Once you've seen the bright lights of The Strip, check out these other great things to see and do in The Silver State.
The Great Reno Balloon Race is the world's largest free hot-air balloon event. It attracts specialty balloons in shapes such as Darth Vader and the Energiser Bunny. Held over a weekend in September, every morning about 100 hot-air balloons rise up to take part in the mass ascension as the sun comes up over the Virginia Range.
Nevada's free-roaming Virginia Range herd of wild horses number more than 1400 between Virginia City, Reno and Carson City. Spot them by walking the desert trails east of Reno, or book tours through the Sierra Nevada and Great Basin region to see the horses in their natural habitat.

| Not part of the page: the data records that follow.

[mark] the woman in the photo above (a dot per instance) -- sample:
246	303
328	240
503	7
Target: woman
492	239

Many mining towns in Nevada were abandoned in the early 1900s when the mines closed. Two of the best-known ghost towns are Metropolis and Rhyolite. Metropolis has only a few buildings still standing, including the old schoolhouse and hotel/bank. Larger Rhyolite has more buildings and is home to the Goldwell Open Air Museum, an outdoor sculpture park.
State Route 375 is also known as the Extraterrestrial Highway. It is close to the military Area 51 facility, which is famous for its UFOs sightings. Area 52 is reportedly a large military airfield, and the secrecy surrounding it has made it a central component of UFO folklore and conspiracy theories. The small highway town Rachel caters to people searching for UFOs. It has alien-themed billboards, hotels and restaurants.
Hoover Dam is about 48km southeast of Las Vegas and attracts about one million visitors each year. The dam straddles Colorado River and is considered the largest in the world. It was an engineering marvel when it was built in the 1930s to provide water and power to the Southwest. The dam created Lake Mead, where people now enjoy boating, camping and water-skiing.
Venture out of state to the Grand Canyon. It is the world's second-largest canyon (the largest is Tibet's Yarlung Tsangpo Great Canyon) but it is the most famous. It's about 1830m deep and you can only see down into a fraction of the 445km-long canyon, even from the best vantage point. You can walk down into the canyon, fly over it, ride a mule there or raft the Colorado River.